On clinical examination very often a slight scoliosis is seen.
A painful
scoliosis should always direct us to an underlying
pathology as an osteoid osteoma.
The osteoid
osteoma is not always seen on a regular X-ray. An isotope scan is the best way
to visualize it, followed by CT-scan for the perfect localization.

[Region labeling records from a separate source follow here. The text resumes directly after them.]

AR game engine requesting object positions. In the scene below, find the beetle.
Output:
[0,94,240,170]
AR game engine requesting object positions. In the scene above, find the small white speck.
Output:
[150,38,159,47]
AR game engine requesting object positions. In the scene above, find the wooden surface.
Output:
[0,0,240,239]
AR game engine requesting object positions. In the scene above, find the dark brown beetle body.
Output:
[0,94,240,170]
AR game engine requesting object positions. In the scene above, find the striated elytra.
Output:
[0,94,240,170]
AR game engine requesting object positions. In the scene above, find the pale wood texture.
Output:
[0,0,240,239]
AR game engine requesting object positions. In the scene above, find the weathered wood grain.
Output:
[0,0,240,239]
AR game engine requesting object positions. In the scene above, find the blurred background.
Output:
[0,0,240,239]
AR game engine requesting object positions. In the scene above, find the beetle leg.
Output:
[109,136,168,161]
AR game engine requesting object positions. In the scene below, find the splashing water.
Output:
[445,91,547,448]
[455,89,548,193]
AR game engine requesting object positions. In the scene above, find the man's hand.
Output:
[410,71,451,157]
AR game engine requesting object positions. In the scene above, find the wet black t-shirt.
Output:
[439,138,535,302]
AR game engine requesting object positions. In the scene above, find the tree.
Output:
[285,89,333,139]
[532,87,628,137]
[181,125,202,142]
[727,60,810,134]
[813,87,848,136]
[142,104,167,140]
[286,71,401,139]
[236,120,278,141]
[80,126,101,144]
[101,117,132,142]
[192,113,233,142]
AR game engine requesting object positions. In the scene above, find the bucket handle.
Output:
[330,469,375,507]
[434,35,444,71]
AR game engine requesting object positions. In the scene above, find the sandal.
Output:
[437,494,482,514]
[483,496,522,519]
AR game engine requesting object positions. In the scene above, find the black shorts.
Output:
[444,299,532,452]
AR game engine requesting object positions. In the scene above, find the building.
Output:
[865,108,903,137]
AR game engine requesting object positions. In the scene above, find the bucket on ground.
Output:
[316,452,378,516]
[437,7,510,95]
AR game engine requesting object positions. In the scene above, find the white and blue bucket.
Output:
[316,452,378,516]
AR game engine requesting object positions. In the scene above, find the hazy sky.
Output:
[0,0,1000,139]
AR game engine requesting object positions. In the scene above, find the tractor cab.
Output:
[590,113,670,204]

Treatment
consists usually always in a surgical removal of the nidus.
6. Disc herniation
Disc herniation
may be seen in adolescents but is much less frequent than in adults. The levels are usually L4-L5 or L5-S1. Symptoms are comparable
with the adult disease with a positive straight leg raising test and antalgic
posture of the spine. Sometimes only tight hamstrings are found, without the
typical pain.
An MRI is the best
method to visualize a possible hernia.
The initial
treatment is mainly conservative with rest, but in most cases of adolescent
disc herniation a surgical removal is necessary.
7. Rheumatoid
spondylitis
Finally we should
mention the rheumatoid spondylisis usually in the adolescent boy. It is rather
seldom, but one should think of this disease in cases of backpain, usually in
the morning, with stiffness.
Sometimes other
joints are also affected. Blood tests with especially an elevated HLA B27 and a
positive family history are frequent.
Treatment should
be in accordance with the rheumatologist.